My little cousin put it on because she felt she needed to understand “the references”. If the rest of family hadn’t been intent on watching the whole thing I don’t think I would have gotten through it. My aunt even said out loud, “I hate this movie.” I’d only ever seen a few scenes here and there on TV, but after sitting through the whole screeching train wreck I gotta say I agree.

West Side Story is a hateful piece, and it isn’t improved in the slightest by the fact that anyone familiar with Romeo and Juliette, which by my count is the entire English speaking world, will know the whole story already. Two people fall in love and then a bunch of terrible things happen. But it gets even more specific because we know who’s gonna die. The only surprise, for me, was that Maria lived to the end. But I guess her suicide in the middle of the basketball court would have been a little too macabre, even for this tasteless elegy of heartrending urban strife.

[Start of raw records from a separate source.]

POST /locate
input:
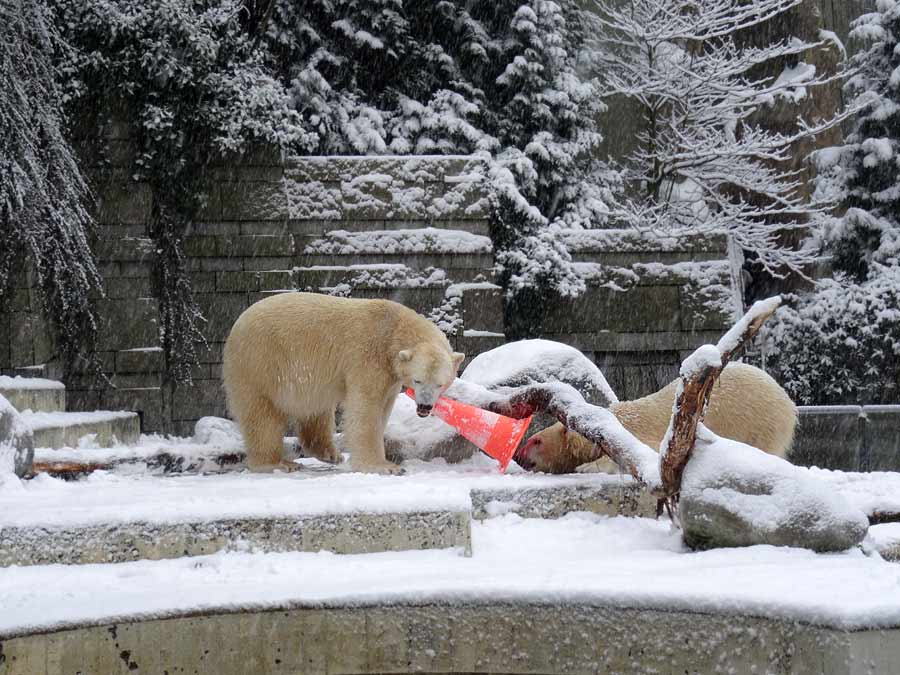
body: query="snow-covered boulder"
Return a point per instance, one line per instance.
(516, 364)
(537, 362)
(736, 495)
(16, 441)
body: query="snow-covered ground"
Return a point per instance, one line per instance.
(582, 558)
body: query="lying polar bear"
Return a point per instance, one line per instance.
(297, 356)
(746, 405)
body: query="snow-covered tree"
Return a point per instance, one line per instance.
(841, 342)
(44, 198)
(192, 86)
(701, 164)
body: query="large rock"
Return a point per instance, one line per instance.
(511, 365)
(16, 441)
(516, 364)
(735, 495)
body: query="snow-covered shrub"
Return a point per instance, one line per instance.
(44, 198)
(841, 343)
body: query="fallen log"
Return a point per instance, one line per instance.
(698, 375)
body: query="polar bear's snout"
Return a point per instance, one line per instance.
(426, 396)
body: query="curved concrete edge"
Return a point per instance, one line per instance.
(500, 638)
(337, 532)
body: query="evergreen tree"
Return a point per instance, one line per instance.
(44, 198)
(841, 342)
(702, 164)
(864, 174)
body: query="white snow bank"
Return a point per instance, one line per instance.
(581, 558)
(46, 420)
(19, 382)
(766, 498)
(106, 497)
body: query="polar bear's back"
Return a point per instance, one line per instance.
(300, 349)
(746, 405)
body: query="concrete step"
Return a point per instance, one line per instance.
(480, 635)
(114, 519)
(33, 393)
(66, 429)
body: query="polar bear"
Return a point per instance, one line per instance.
(298, 356)
(746, 405)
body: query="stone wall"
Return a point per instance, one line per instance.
(409, 229)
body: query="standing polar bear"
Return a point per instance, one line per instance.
(298, 356)
(746, 405)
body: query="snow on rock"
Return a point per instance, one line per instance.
(736, 495)
(537, 362)
(217, 431)
(16, 441)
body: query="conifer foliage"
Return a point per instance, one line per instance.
(44, 198)
(842, 342)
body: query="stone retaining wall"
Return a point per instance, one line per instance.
(412, 229)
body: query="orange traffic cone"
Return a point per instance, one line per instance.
(497, 435)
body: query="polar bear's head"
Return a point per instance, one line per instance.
(428, 370)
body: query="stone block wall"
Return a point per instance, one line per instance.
(411, 229)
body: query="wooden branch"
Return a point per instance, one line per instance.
(596, 424)
(698, 375)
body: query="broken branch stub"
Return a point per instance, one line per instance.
(698, 375)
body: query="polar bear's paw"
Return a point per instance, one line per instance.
(388, 468)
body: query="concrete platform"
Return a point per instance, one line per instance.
(553, 501)
(62, 429)
(32, 393)
(338, 533)
(437, 638)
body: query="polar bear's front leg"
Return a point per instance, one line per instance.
(365, 418)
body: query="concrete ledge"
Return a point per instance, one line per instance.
(339, 533)
(434, 638)
(625, 499)
(59, 430)
(43, 399)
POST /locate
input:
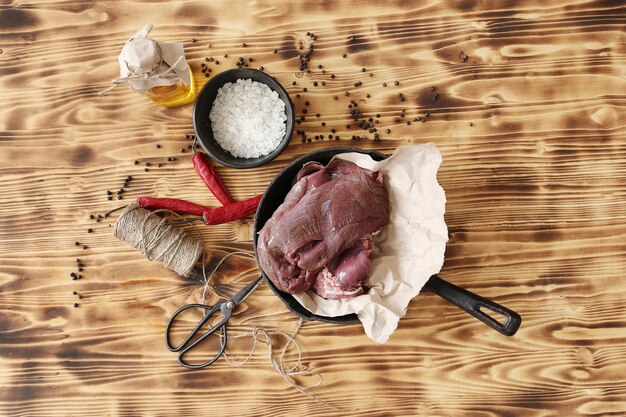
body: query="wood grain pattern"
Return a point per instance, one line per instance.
(535, 186)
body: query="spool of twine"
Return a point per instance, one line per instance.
(158, 240)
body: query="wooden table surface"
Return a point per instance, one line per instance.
(532, 131)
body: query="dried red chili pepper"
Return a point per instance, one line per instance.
(207, 173)
(173, 204)
(231, 212)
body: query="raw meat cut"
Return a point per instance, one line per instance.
(320, 237)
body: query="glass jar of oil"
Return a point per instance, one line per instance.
(175, 94)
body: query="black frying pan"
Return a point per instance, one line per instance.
(275, 194)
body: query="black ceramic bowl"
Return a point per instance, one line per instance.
(274, 196)
(202, 123)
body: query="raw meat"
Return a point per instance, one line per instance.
(320, 237)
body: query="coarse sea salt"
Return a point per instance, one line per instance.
(248, 118)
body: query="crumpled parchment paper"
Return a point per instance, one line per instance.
(410, 249)
(150, 63)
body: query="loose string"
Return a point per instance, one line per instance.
(143, 76)
(263, 334)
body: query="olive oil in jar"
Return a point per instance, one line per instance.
(173, 95)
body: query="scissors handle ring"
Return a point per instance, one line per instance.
(223, 340)
(207, 316)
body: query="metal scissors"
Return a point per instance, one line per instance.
(226, 308)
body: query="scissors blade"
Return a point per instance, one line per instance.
(245, 292)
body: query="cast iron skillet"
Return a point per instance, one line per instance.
(472, 303)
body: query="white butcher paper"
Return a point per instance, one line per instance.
(409, 249)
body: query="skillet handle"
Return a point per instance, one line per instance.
(472, 304)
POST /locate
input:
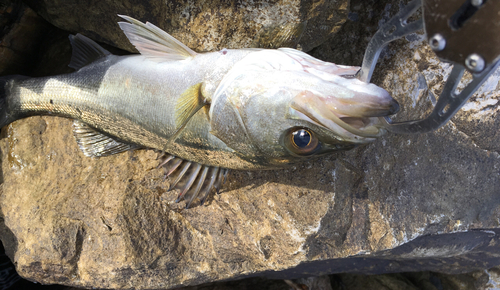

The whole musical is populated primarily by maddeningly stupid idiots whose only redemption is their ability to dance. The Sharks and the Jets are rival gangs in the upper west side, but they seem more like a bunch of yammering basket cases. Everything is said and done with a maximum of mania. I kept thinking they would all benefit by smoking a little pot and going for a hike in the woods. Or maybe they could take up martial arts to get their angst out. I dunno.

Instead they just throw racist slurs at each other and get in fist fights. By the middle of the opening number where they all walk around the ‘hood snapping their fingers I was already bored. I’m mean, the dance fighting is cool but everything else is not.

The most interesting thing to happen actually didn’t happen in the movie. There’s a scene when Tony and Maria, our star crossed lovers, are discussing the difficult task of breaking the news of their interracial romance to their parents. While watching this scene my grandmother, who is of Japanese descent, mentioned that her parents were extremely opposed to her marrying my grandfather, who was a white guy, and it wasn’t for the reason you might think. At the time of my grandparent’s engagement there were a lot of American soldiers returning from World War II with Japanese wives who were so desperate to get away from Japan they’d marry a stranger. My grandmother on the other hand was born here in the USA and her parents (my great-grandparents) didn’t want anyone mistaking my grandmother for one of these less scrupled individuals. Lucky for me, grandma and grandpa got married anyway.

So… what was I talking about? Oh right, West Side Story. It features some neat dance numbers and extremely iconic songs, but the actual content of the story is so full of hate and violence that even the pretty bits feel ugly.

It’s also got some whopping plot holes. Like, for instance, maybe I’m asking too much but I’d like to think that my sister would be a little hesitant to shack up with anyone who stabbed her only brother (me, Aidan) to death. Seriously. Tony stabs Maria’s brother. Clara, if you’re reading this. I don’t care if they say it was an “accident”. Please, dump my murderer.

Also any story that revolves around the conceit of ‘miscommunication’ as a plot device just feels lazy to me now, what with the advent of cellphones. I mean, why would Maria send someone who hates Tony to deliver a message to him?

And when Anita does go in search of Tony she is rudely– no, more than ‘rudely’– she’s treated in the most foul possible manner by the remnants of the Jets gang. They behave as animals. It was somewhere in this scene, when their manic racist sexist attack on Anita had reached a crescendo, that I realized that there really wasn’t a likable character in the whole film.

I guess my grandmother’s story about her parents shows that interracial marriages can be tough to navigate. But if you want to watch a movie about racism I think you’ll be able to do better than West Side Story, even if this unfortunate flick did win ten Oscars.